The idea is in its early stages, Maj. Gen. Joseph Osterman, the commanding general of Marine Corps Forces Special Operations Command, told Marine Corps Times recently. It comes as officials evaluate a similar trial concept — attaching six-man special operations liaison teams to Marine expeditionary units — for continuation as a longstanding program.

In a service-wide planning document published earlier this winter, the service's commandant, Gen. Joseph Dunford, emphasized the relationship between conventional Marine units and special operations forces.

"Marines and SOF are highly complementary and have many similar characteristics," Dunford wrote in Commandant's Planning Guidance. "It is only natural that our efforts should work to improve interoperability between the Marine Corps" and U.S. Special Operations Command."

Already, key leaders are talking about how to build on the concept.

Osterman said he's had "some real good discussions" with Dunford and SOCOM's commander, Army Gen. Joseph Votel, about "how we make sure in the post-Afghan environment that we have the SOF forces that are literally out there, globally well-positioned to interact and interoperate with the crisis-response forces that the Marine Corps brings to bear."

This won't be limited to MARSOC elements, Osterman said. Plans could involve Green Berets from the Army's elite Operational Detachments Alpha and Navy SEAL teams, he added.

Osterman said he intends to meet with senior leadership on the Marine Corps staff in coming weeks to discuss the concept of crisis-response units hosting liaisons similar to those embedding with MEUs.

"I'm sensing kind of through the late summer and as we got into the fall, a genuine interest and a willingness to embrace a relationship with SOF in order to be able to make things work," he said.

Details about the composition of these prospective crisis response SOF elements remain scarce. Osterman said a final decision could place a single officer as a liaison and planner with the task forces, or officials could opt for a liaison team of between five and seven MARSOC and SOF troops, just like the MEU liaison teams.

Meanwhile, Osterman said, the pilot program involving MEUs is also getting a close look.
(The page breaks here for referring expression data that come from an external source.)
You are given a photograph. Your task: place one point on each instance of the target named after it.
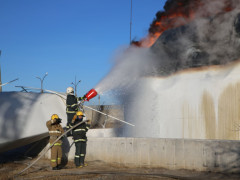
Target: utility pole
(42, 81)
(131, 24)
(75, 86)
(0, 73)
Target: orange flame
(178, 13)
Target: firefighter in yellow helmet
(80, 139)
(55, 130)
(72, 106)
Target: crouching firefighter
(80, 139)
(72, 106)
(55, 130)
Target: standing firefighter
(72, 106)
(55, 130)
(80, 139)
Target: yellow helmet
(79, 113)
(54, 116)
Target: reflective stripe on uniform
(79, 130)
(54, 131)
(80, 140)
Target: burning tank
(194, 91)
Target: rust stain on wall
(208, 115)
(229, 113)
(190, 122)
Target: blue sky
(67, 38)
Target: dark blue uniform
(80, 140)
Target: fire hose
(49, 147)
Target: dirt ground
(97, 170)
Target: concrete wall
(199, 103)
(200, 155)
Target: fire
(178, 13)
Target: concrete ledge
(200, 155)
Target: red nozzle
(91, 94)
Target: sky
(67, 39)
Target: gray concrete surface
(174, 154)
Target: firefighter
(55, 130)
(80, 139)
(72, 106)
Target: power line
(131, 23)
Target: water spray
(91, 94)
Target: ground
(97, 170)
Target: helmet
(54, 116)
(70, 90)
(79, 113)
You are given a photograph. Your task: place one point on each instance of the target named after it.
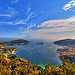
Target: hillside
(19, 41)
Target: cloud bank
(70, 5)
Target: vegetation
(17, 66)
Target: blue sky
(37, 18)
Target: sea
(38, 54)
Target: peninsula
(66, 49)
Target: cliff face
(19, 41)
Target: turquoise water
(39, 54)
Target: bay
(39, 54)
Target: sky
(42, 19)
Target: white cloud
(71, 4)
(6, 15)
(57, 26)
(58, 23)
(14, 1)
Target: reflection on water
(39, 54)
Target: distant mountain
(19, 41)
(40, 43)
(65, 42)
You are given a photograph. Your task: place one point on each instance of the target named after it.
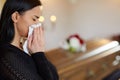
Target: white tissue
(31, 28)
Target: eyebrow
(37, 16)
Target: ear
(15, 16)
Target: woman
(15, 64)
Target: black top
(15, 64)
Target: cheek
(22, 29)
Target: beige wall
(1, 4)
(89, 18)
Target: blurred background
(88, 18)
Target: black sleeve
(45, 68)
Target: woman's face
(26, 19)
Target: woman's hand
(36, 42)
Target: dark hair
(7, 31)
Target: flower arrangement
(74, 43)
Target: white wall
(89, 18)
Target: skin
(21, 25)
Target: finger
(29, 41)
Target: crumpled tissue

The concept launched with the deployment of the 11th MEU out of Camp Pendleton, California, which embarked last July with one of the teams aboard. The 24th MEU, which deployed out of Camp Lejeune in December, also had one of the teams.
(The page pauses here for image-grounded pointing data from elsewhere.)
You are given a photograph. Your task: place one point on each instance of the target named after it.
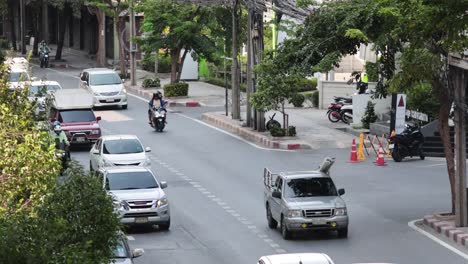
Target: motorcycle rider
(43, 49)
(156, 102)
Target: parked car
(304, 200)
(106, 87)
(138, 195)
(38, 91)
(123, 254)
(118, 150)
(73, 108)
(18, 77)
(304, 258)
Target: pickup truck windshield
(309, 187)
(72, 116)
(104, 79)
(130, 181)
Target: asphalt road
(216, 195)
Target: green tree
(178, 27)
(275, 87)
(75, 223)
(114, 8)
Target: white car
(118, 150)
(38, 91)
(106, 87)
(304, 258)
(18, 77)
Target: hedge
(177, 89)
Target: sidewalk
(71, 58)
(444, 225)
(314, 130)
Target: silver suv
(137, 195)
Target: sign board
(397, 123)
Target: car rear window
(309, 187)
(104, 79)
(122, 146)
(71, 116)
(130, 181)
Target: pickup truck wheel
(284, 230)
(272, 223)
(343, 232)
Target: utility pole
(249, 63)
(22, 25)
(132, 45)
(459, 78)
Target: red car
(73, 108)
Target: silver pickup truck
(304, 200)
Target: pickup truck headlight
(162, 202)
(294, 213)
(146, 163)
(340, 211)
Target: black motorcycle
(272, 122)
(158, 118)
(407, 144)
(45, 60)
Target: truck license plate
(141, 220)
(319, 221)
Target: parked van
(73, 108)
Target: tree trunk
(62, 24)
(234, 72)
(175, 55)
(12, 28)
(444, 130)
(122, 61)
(181, 65)
(101, 52)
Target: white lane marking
(232, 135)
(218, 129)
(437, 240)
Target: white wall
(190, 69)
(381, 107)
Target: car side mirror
(138, 252)
(163, 185)
(276, 194)
(341, 191)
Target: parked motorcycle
(45, 60)
(158, 118)
(409, 143)
(272, 122)
(347, 114)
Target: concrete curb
(147, 94)
(252, 135)
(448, 229)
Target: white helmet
(58, 129)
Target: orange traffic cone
(353, 158)
(380, 157)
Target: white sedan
(118, 150)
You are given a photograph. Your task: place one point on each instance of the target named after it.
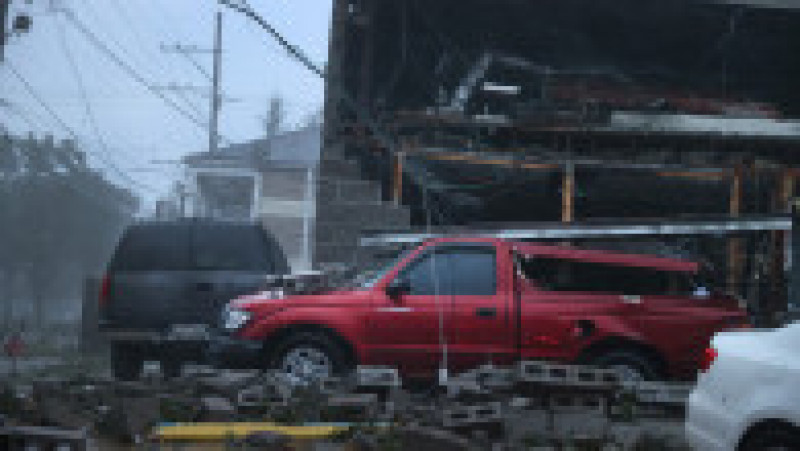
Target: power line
(293, 50)
(104, 154)
(32, 92)
(128, 69)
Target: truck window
(569, 275)
(235, 248)
(153, 248)
(469, 271)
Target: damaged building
(467, 112)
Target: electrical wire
(32, 92)
(362, 116)
(130, 71)
(104, 154)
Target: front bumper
(224, 351)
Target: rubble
(532, 402)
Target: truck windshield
(369, 277)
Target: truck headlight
(233, 318)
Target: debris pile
(530, 404)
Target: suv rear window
(236, 248)
(154, 248)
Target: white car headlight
(234, 318)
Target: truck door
(481, 321)
(405, 331)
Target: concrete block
(353, 407)
(457, 416)
(662, 393)
(216, 409)
(495, 378)
(568, 375)
(564, 402)
(226, 383)
(421, 438)
(580, 425)
(377, 376)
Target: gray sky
(137, 126)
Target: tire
(126, 361)
(633, 366)
(323, 356)
(772, 438)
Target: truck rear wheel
(632, 366)
(309, 357)
(126, 361)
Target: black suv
(168, 282)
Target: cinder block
(662, 393)
(580, 425)
(216, 409)
(377, 376)
(571, 375)
(578, 402)
(495, 378)
(467, 415)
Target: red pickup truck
(460, 303)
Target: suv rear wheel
(632, 366)
(309, 357)
(126, 361)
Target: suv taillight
(709, 356)
(105, 287)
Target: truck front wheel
(309, 357)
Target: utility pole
(213, 144)
(4, 4)
(216, 96)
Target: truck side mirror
(397, 289)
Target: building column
(397, 175)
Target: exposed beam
(781, 4)
(575, 230)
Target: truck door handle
(486, 312)
(204, 286)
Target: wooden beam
(463, 157)
(735, 244)
(568, 194)
(778, 295)
(397, 185)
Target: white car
(748, 397)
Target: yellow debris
(204, 432)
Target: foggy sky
(137, 126)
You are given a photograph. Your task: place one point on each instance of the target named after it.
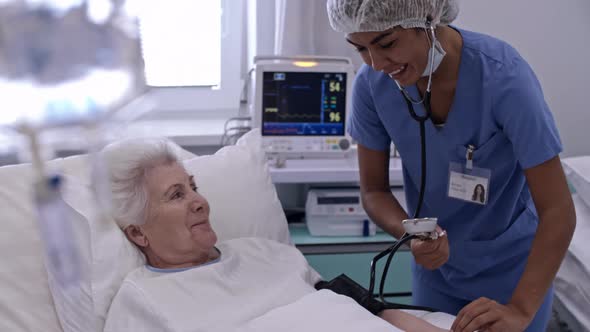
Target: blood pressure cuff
(343, 285)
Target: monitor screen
(303, 104)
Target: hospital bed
(32, 300)
(572, 284)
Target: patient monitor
(301, 104)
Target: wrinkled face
(177, 227)
(400, 53)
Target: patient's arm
(407, 322)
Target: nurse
(490, 131)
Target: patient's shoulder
(257, 244)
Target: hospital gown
(252, 277)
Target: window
(192, 53)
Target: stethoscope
(422, 121)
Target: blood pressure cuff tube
(343, 285)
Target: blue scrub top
(500, 109)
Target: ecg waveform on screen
(286, 116)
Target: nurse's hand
(431, 254)
(488, 315)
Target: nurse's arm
(557, 221)
(378, 201)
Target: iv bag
(67, 61)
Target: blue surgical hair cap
(350, 16)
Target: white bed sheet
(572, 283)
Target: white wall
(554, 37)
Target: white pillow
(577, 170)
(243, 200)
(25, 300)
(236, 182)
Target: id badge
(469, 184)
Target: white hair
(128, 162)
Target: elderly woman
(190, 282)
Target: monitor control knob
(344, 144)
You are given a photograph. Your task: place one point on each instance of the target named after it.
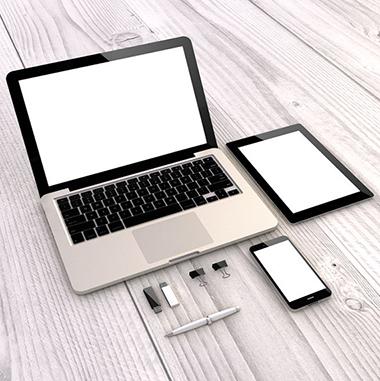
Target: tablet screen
(297, 171)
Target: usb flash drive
(152, 299)
(169, 294)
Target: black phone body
(294, 278)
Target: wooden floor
(264, 64)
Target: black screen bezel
(298, 303)
(14, 77)
(363, 193)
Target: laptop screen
(104, 116)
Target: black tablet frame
(305, 300)
(363, 193)
(14, 77)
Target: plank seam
(314, 50)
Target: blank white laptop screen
(105, 116)
(289, 270)
(297, 171)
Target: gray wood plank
(345, 32)
(47, 332)
(257, 77)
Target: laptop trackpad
(168, 238)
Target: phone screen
(290, 272)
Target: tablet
(298, 173)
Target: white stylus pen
(204, 321)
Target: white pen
(204, 321)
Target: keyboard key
(77, 238)
(153, 188)
(109, 202)
(187, 204)
(101, 221)
(131, 195)
(63, 201)
(125, 214)
(126, 205)
(171, 192)
(120, 198)
(221, 193)
(148, 207)
(159, 195)
(217, 178)
(75, 220)
(76, 203)
(200, 200)
(81, 227)
(70, 213)
(113, 217)
(220, 185)
(150, 216)
(192, 194)
(149, 198)
(111, 193)
(97, 205)
(182, 189)
(159, 204)
(85, 208)
(181, 197)
(170, 200)
(114, 208)
(115, 226)
(137, 201)
(91, 215)
(99, 196)
(64, 206)
(203, 190)
(89, 234)
(103, 212)
(102, 230)
(192, 185)
(136, 211)
(88, 200)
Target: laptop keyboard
(113, 207)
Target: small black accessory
(152, 299)
(198, 273)
(222, 267)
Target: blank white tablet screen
(100, 117)
(289, 270)
(297, 171)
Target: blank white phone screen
(289, 270)
(297, 171)
(108, 115)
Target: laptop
(126, 163)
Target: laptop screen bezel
(14, 77)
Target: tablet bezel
(362, 194)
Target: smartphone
(290, 273)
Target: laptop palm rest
(174, 236)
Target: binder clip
(198, 273)
(222, 267)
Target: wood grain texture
(258, 76)
(47, 332)
(346, 32)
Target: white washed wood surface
(258, 76)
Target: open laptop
(126, 162)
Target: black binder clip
(198, 273)
(222, 267)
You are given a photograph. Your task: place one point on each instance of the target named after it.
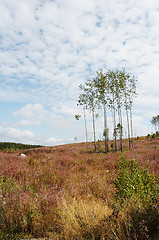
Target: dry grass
(66, 192)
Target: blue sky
(48, 48)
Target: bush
(135, 182)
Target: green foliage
(135, 182)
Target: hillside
(66, 192)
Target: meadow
(69, 192)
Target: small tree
(88, 99)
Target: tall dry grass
(66, 192)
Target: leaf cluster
(135, 182)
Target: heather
(70, 192)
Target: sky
(49, 47)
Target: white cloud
(32, 111)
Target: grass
(67, 192)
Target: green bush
(135, 182)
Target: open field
(66, 192)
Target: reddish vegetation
(33, 189)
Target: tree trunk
(106, 130)
(114, 119)
(121, 129)
(131, 121)
(128, 128)
(94, 130)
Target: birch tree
(89, 99)
(102, 96)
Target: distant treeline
(12, 145)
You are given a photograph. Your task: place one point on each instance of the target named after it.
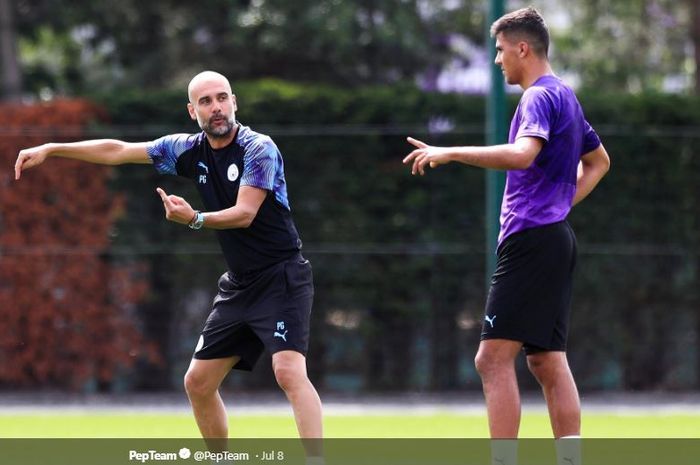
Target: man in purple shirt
(554, 160)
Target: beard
(217, 132)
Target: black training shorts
(268, 309)
(530, 293)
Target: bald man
(264, 298)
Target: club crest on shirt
(232, 172)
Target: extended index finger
(18, 167)
(416, 142)
(163, 195)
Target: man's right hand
(29, 158)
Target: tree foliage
(67, 313)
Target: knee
(486, 363)
(197, 385)
(288, 376)
(540, 369)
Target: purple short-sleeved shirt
(543, 193)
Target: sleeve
(165, 151)
(260, 165)
(591, 141)
(536, 111)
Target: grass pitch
(433, 425)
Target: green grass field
(445, 425)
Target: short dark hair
(528, 23)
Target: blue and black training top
(252, 159)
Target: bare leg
(202, 382)
(495, 362)
(290, 371)
(552, 372)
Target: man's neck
(541, 68)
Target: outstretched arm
(516, 156)
(240, 215)
(100, 151)
(591, 170)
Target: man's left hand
(176, 208)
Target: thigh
(210, 373)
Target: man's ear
(523, 49)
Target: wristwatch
(197, 221)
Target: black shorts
(530, 296)
(268, 309)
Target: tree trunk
(10, 81)
(695, 38)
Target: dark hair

The concept proved so popular that at least one MEU that was not part of the pilot improvised its own capability.

Col. William Dunn, commander of the 22nd MEU, told a think tank audience in December that his unit had devised its own special forces liaison team, partnering two operations officers from the MEU with two Army and Navy SOF personnel.

"It worked out great," Dunn said of the arrangement.

Osterman acknowledged there are still details that hadn't been worked out under the pilot program, including how to develop a liaison team for the 31st MEU, which is based in Japan and continuously forward-deployed in the Pacific.

The concept is "constantly being re-evaluated at this point, and being refined as we go along," Osterman said.